Before dressing it, the osteo poured a few drops of each of the bottles into very small plastic bags and carefully closed them again. She explained to me that the sudden influx of toxins in utero at the time of the outbreak had fouled the liver of my baby, the only organ able to treat their elimination but still too little mature at this stage to perform this drainage properly. She hung the small bags at a button of the body and told me to leave them well, night and day, for 9 full days: the contact with the molecule, the body will resume the process of elimination started during the childbirth and thus cleanse the liver of all leftover product. Incidentally, his infant acne should disappear, since it is systematically due to the liver and the bad elimination of certain toxins at the beginning of the life. I will have learned some things today ...

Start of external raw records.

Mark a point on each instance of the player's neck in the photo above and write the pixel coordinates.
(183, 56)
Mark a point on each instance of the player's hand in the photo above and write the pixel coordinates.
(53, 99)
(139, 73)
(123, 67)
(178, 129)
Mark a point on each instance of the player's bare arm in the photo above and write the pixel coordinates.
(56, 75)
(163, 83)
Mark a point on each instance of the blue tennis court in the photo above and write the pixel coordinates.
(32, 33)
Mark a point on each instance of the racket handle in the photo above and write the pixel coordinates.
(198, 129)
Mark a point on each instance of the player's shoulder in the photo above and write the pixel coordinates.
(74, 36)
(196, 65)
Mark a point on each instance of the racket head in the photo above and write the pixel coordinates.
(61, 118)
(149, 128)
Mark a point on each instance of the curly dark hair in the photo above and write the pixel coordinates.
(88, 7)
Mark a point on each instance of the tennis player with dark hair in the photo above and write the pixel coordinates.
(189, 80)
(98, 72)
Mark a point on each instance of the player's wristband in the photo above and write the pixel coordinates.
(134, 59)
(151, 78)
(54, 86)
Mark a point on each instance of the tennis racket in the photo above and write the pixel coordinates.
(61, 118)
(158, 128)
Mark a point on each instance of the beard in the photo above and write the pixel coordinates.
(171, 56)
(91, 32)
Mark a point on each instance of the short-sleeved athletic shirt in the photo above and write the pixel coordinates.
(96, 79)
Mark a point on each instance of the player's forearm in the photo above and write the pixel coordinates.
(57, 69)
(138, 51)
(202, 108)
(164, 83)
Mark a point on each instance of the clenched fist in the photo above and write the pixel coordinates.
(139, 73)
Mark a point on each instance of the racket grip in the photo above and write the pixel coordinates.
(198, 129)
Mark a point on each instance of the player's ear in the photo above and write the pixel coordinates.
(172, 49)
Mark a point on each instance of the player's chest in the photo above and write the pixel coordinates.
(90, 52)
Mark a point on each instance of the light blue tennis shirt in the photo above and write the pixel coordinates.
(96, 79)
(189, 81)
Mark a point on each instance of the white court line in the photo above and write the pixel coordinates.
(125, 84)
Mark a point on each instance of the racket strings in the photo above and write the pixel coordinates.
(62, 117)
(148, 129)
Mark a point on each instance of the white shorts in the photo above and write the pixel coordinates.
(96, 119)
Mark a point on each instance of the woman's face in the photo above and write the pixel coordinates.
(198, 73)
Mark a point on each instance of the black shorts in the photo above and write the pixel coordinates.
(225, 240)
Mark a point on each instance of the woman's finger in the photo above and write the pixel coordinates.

That was our first osteo session. A machine to go back in time ... and I understand better now everything that has happened since birth. This constant need of my daughter to be against me, this immediate appeasement induced by the portage, her sleep much better when one is in cododo. It has been torn from its case and these situations are all ways for her to find him. My need, for me, to fill this 9th month so brutally interrupted by wrapping my baby with my arms, sleeping with her, keeping her close to me. At the time of writing, she is sleeping. She could just as well be in her bed, or in bed, why not. But no. I keep it there, all against me, in the sling. Within reach of hug. And within reach of my tears that I have struggled to contain since this morning. That day, she had pain, she was afraid ... what happened is not my fault, but I always ask forgiveness for these first difficult moments.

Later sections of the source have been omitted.